Félix de Azúa
La exactitud de aquel verso de Josep Carner, “Hoy llueve en todas las estaciones de Francia”, dispara la imagen del meteoro a su extremo dramático, allí donde tienen lugar las despedidas, donde comienza la ausencia, donde siempre llueve.
También en Madrid llueve a cántaros. Cuando llueve, el conductor madrileño se lanza a la ocupación del espacio reservado para el paso de vehículos en dirección perpendicular. Al cabo de pocos minutos, todos los automóviles impiden el paso de todos los automóviles. La ciudad se convierte en un río de hierro.
Fantástica superficie de metales mojados que reflejan las inútiles luces de los semáforos y sobre la que parpadean los azules giratorios de las ambulancias, los verdes policiales, los intermitentes anaranjados del autobús, el rojo vivo de los frenos. Alberto Aguilera es un dragón multicolor.
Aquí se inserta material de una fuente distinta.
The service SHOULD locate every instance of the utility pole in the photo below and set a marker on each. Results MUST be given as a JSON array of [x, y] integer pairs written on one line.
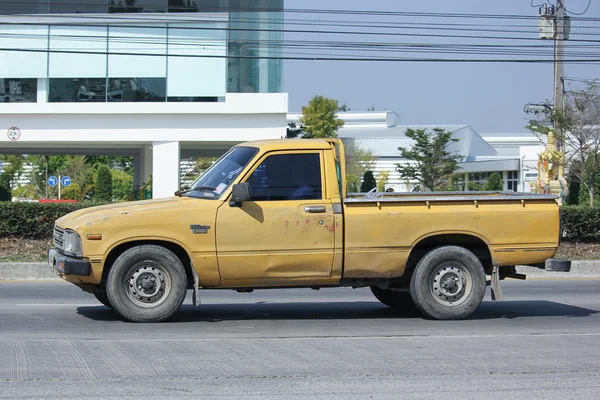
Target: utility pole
[[559, 71]]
Comienzan entonces los bocinazos dirigidos contra aquellos que ocupan el espacio de la circulación y a quienes responden los que ocupan el otro espacio de la circulación. No hay espacio para la circulación, pero suena como un fortissimo de Bruckner.
El gran concierto de los bocinazos va dirigido a denostar la pésima educación del otro, su egoísmo infantil, su ceguera, aunque en realidad va dirigido contra uno mismo por haber nacido. Y secundariamente, por estar en Madrid.
Es un coro de lamentos desesperados y agrios, como cráneos que percuten contra un muro. Es el llanto de una población acostumbrada a sufrir asedios, persecuciones, crueles destrucciones, y a la que no le gusta alardear de mártir, aunque sí cantarlo a coro.
Habituados a que los problemas no tengan solución, a la angustia de una ciudad aislada en el altiplano, en cuanto se esponja la circulación, con el corazón ligero y un optimismo incorregible, se lanzan a ocupar cualquier espacio libre como habitantes de frontera. Así olvidan de inmediato que los problemas no tienen solución y ya están ideando algunos nuevos. La frontera ha retrocedido un poco, y el círculo sigue intacto.
Admirable ciudad sin memoria negativa, acostumbrada al castigo de los tiranos, de los dictadores, de los espadones y de los Martes de carnaval, pero considerada por buena parte de sus compatriotas como la causa de toda tiranía, dictadura, satrapía o teocracia que caiga sobre el país.
Ellos, sin embargo, indiferentes al llanto de otras ciudades y regiones opulentas y farisaicas, ciudades y regiones que se aprovechan de la inmensa cantidad de violencia, trabajo, agitación y lucha que tiene lugar en la capital, miran al cielo y se lanzan de nuevo con el coche a otra veloz carrera, empujados por el horror de vivir en el centro de un vacío. Así se precipitan hacia otro atasco que les permita respirar, indignarse, imaginar nuevos problemas y reanudar la sinfonía de bocinazos. Su auténtico himno nacional.